Unfortunately, the pilot and his acrobatic partner were both killed in the crash and we should warn you, the video is graphic.
Patrick Flannigan says
Wow, just a textbook "impossible turn" accident, but this is a good deal worse than simply not making it back to the field. I wonder what options (if any) existed to land straight ahead.
Oh Jesus. You can see it coming as he goes into that turn. Argh.
I'm not sure this was a *textbook* "impossibly turn". You only have to review the ATSB safety report to see how Reason's model conspired against them. [ http://www.atsb.gov.au/publications/investigation… ]. A textbook situation doesn't apply when the circumstances aren't textbook themselves. Having said that, it is a good example of what *will* happen to most powered aircraft in such a situation.
"The time between the first engine splutter and the aircraft commencing a left turn was 3.5 seconds. The time between that first splutter and ground impact was 5.8 seconds. If VH-UNA was climbing at 50 kts, the rate of loss of airspeed after an engine power interruption is estimated to be 5 kts per second. The aircraft has a stall speed of approximately 40 kts. Therefore the pilot would have had just two seconds to apply corrective action before the aircraft stalled. There is evidence that the aircraft had on at least one occasion attained only 45 kts, which would allow even less time to react to an unexpected emergency situation."

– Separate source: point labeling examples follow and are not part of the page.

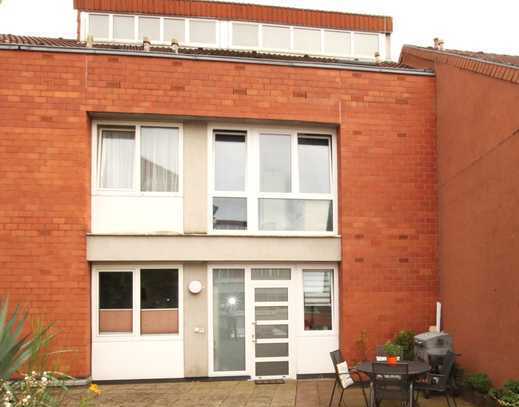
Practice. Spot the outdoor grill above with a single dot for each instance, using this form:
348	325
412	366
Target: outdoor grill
431	347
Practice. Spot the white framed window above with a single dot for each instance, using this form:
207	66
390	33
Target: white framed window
337	42
174	28
245	35
318	301
149	27
137	301
365	44
137	158
276	37
123	28
203	32
272	181
307	40
99	26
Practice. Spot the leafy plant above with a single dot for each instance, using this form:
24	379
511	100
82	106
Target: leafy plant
17	348
405	339
392	349
480	382
508	396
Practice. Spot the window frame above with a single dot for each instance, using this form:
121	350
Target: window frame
135	335
252	178
98	126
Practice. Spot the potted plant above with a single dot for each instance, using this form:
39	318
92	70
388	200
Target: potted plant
392	351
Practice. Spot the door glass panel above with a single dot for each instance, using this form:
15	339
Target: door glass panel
271	350
270	274
271	313
271	368
270	294
271	331
229	319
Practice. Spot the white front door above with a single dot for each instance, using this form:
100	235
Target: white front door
270	316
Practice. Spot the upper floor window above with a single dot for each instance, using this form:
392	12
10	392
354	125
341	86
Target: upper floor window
138	158
272	181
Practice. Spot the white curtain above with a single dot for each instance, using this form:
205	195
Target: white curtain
159	159
117	156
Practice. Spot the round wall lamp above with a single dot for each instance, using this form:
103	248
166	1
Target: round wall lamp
195	287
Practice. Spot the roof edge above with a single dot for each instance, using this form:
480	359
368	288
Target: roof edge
493	69
218	58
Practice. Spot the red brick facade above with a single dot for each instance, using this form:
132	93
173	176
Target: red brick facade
388	208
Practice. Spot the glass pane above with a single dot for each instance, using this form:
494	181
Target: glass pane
159	159
245	35
229	319
271	331
124	28
230	213
115	320
203	32
307	40
117	159
337	43
275	163
366	44
271	350
98	25
318	318
159	288
271	313
318	286
230	157
271	368
270	274
159	321
115	290
314	164
174	29
295	215
149	27
275	37
271	294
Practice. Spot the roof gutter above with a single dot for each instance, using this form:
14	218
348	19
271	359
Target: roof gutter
217	58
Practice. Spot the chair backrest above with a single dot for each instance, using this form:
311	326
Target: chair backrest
336	359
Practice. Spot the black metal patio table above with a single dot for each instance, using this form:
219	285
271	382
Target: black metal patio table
416	369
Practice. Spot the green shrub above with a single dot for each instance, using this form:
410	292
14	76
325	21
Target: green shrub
480	382
405	339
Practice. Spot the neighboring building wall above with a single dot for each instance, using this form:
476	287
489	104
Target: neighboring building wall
478	139
387	168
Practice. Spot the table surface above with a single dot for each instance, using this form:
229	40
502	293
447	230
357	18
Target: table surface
415	367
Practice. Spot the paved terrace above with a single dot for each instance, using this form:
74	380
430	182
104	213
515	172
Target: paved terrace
301	393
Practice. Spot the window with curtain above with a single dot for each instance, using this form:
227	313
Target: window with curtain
318	288
156	170
159	159
117	158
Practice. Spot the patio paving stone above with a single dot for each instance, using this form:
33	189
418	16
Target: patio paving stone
301	393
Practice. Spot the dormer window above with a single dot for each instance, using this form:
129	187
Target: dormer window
124	28
149	27
197	32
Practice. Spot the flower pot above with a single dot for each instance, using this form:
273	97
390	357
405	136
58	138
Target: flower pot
392	360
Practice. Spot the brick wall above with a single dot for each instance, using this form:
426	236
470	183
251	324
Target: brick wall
387	170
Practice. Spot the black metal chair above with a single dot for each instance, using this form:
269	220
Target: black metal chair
343	377
391	382
442	382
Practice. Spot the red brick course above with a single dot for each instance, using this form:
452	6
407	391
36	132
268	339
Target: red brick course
387	174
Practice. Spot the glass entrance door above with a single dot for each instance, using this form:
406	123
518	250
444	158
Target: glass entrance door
271	332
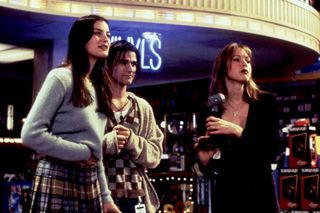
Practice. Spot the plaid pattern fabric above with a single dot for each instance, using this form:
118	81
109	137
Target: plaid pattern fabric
123	175
65	187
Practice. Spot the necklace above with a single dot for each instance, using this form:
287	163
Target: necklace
122	105
120	110
236	110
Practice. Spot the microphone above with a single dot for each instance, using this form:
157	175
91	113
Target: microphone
215	100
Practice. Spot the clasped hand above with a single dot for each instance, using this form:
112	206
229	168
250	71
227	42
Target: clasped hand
123	134
220	126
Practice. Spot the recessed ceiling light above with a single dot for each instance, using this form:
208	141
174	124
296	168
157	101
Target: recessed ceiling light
11	54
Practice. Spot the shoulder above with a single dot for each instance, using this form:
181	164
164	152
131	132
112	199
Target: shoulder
265	96
140	100
62	74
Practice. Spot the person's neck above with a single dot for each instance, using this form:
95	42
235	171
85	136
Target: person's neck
235	92
119	92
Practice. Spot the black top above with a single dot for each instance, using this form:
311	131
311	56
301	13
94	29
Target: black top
244	182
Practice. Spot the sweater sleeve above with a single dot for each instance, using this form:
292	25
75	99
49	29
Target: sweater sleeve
105	192
36	132
146	146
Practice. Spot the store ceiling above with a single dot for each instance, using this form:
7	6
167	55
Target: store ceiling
187	52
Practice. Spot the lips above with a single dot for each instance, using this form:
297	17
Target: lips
104	47
244	71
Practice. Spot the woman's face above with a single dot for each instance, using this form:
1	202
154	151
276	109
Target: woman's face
240	68
98	46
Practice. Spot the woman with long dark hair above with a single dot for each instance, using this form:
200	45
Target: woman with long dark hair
66	124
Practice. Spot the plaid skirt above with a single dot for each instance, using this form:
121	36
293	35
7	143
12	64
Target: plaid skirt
60	186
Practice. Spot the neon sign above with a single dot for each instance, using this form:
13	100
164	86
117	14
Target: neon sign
149	46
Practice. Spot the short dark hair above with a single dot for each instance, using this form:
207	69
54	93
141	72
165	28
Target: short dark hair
118	49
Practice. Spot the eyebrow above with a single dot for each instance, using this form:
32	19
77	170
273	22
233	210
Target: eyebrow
98	29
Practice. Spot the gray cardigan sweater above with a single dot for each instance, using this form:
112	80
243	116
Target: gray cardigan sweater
56	128
145	147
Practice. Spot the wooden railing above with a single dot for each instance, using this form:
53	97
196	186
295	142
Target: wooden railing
292	20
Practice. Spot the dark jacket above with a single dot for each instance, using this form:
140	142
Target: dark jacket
244	182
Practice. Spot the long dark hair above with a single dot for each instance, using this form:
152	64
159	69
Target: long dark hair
77	58
220	70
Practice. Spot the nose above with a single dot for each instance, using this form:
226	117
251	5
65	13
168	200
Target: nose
130	67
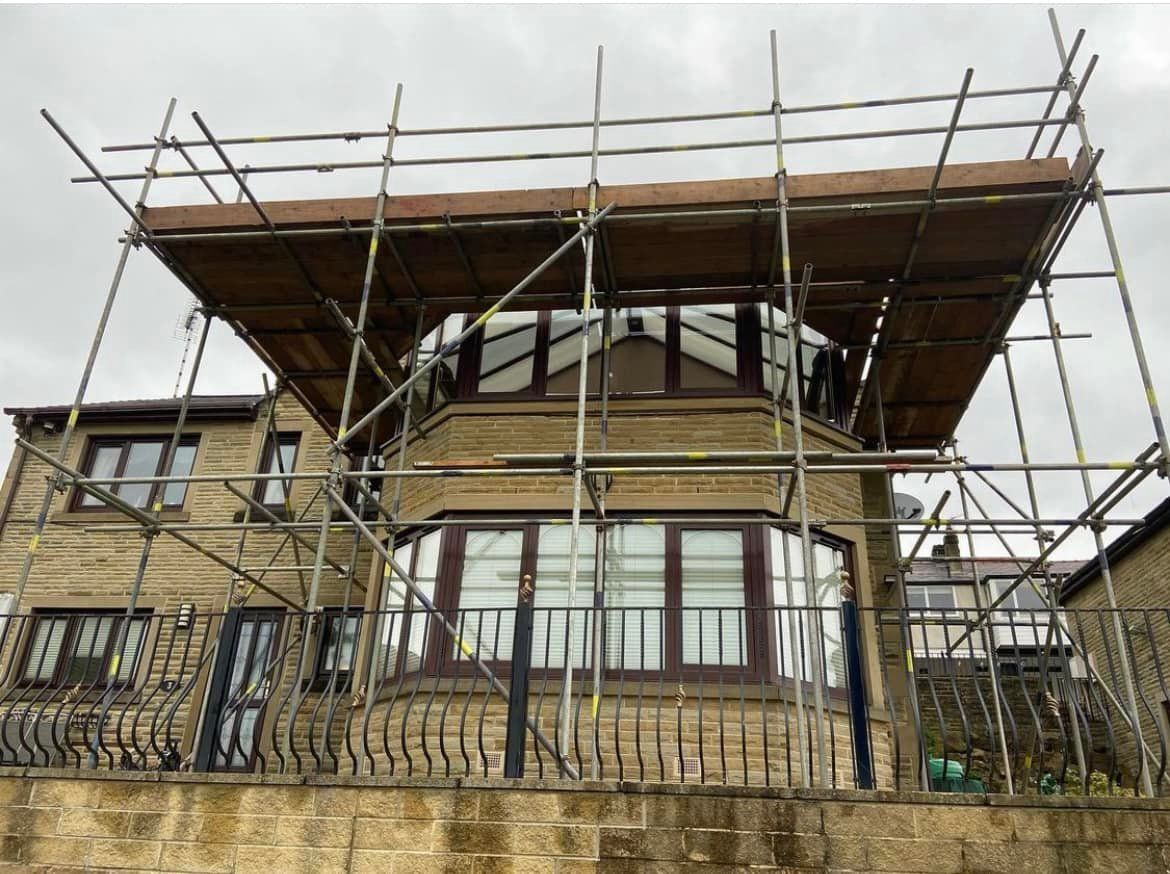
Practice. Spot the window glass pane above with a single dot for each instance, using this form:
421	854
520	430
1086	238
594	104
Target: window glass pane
391	621
487	597
798	625
103	466
635	579
129	660
565	352
713	578
707	346
274	489
509	343
342	634
638	350
426	569
142	461
550	613
782	344
174	493
89	649
48	634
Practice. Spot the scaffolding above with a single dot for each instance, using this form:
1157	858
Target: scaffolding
591	472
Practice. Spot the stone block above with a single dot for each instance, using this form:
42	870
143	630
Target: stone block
29	820
868	819
116	853
235	828
126	796
314	831
844	853
410	803
212	858
935	857
432	864
1113	858
391	834
1065	825
513	865
14	791
563	807
337	800
287	860
961	823
165	825
88	823
744	814
64	793
1007	857
508	839
54	851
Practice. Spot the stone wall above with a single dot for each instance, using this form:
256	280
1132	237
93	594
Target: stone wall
55	821
1141	582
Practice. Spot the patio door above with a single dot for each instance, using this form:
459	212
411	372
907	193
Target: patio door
241	685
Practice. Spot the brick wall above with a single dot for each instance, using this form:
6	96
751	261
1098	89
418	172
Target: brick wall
50	821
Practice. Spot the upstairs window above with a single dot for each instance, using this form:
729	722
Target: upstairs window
336	645
69	649
930	598
270	493
117	458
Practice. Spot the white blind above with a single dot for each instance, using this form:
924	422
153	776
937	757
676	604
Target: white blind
48	634
797	648
426	569
487	598
550	604
713	578
635	579
390	633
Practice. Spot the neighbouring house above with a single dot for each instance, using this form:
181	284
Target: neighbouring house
1138	619
513	515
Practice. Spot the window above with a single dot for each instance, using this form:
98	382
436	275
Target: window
930	598
117	458
796	630
1023	597
270	493
67	649
336	646
682	599
404	618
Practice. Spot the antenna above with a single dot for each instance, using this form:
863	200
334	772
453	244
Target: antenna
185	330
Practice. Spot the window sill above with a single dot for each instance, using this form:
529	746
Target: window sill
104	515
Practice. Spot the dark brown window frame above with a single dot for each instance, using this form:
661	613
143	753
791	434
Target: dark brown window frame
97	441
761	645
73	626
267	458
319	678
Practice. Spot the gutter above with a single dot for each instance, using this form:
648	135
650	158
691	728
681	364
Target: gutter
25	431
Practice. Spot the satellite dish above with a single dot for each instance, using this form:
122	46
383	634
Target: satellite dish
907	507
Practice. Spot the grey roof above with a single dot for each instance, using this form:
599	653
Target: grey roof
202	406
940	570
1126	543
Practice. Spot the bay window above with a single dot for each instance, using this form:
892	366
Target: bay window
114	458
689	600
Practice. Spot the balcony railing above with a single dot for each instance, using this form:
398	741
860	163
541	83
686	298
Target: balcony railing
845	697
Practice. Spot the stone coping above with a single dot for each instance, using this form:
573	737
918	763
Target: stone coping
847	796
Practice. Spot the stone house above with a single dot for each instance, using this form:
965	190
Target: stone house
1137	563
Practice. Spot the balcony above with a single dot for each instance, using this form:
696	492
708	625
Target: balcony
747	696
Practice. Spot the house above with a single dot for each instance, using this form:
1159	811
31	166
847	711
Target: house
583	484
1136	620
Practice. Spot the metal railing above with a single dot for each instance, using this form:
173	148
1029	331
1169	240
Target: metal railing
1024	703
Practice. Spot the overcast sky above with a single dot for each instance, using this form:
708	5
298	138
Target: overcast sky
107	71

Experiments conducted suggest that a pilot will take 5 seconds to react to an unanticipated emergency situation. When the range of available speeds is only 10 or 15 knots in a high drag machine – it means that the preservation of airspeed is essential. The pilot didn
David Walker says
I met this pilot and wing-walker and knew them from Gil Layts flying school at Archerfield. They were both happy go lucky people, just the kind you'd find looking after sick kids. It was sickening and tragic to see this had happened – all we can do is try to learn from it. Training and re-training is #1 folks; we can never listen to a gut instinct. This is the first time I have known the (accident) pilots hours on Tiger Moths and total hours. You wouldn't have expected that such an accident would happen to someone that familiar with Moths; but when is an accident ever expected? In the ensuing years after 94 I trained on taildraggers myself, gaining both AUF and civil (VH) tail dragger instruction qualifications. In the AUF part, I was shown and trained that, depending on aircraft type, it is possible to turn back to field.
In the practices, we practised EFATO at about 200 – 300 feet (in am AUF – read "lighter than VH" aircraft) on climb out leg and very beginning of crosswind and made every landing back at field successfully. It became a lesson in learning at what point, in a certain weight (and type) of plane, can a return to field be considered; something that VH training had not given me – too much fear of what is considered "imminent" in VH. We made returns to land downwind, returns including a figure of eight to land into wind and more. After that I was confident that I could make a correct decision in any aircraft (that I could fly) about possibility of reacquiring the field after takeoff. Most times in VH aircraft you would * not even think * about it before crosswind. Pounds lighter and in an aircraft that has ailerons that fly at even 5 kts, you have a different ball game. In a Skyfox (kitfox) your stall warning is the airframe, you can feel the shudder on the airframe behind you. With that sort of plane you are very connected with the dynamics of the aircraft flight, and can make more marginal (kts wise) decisions. PLEASE NOTE: I am NOT recommending returns to field at low height in VH planes, just the opposite. Know your plane, practice your recoveries.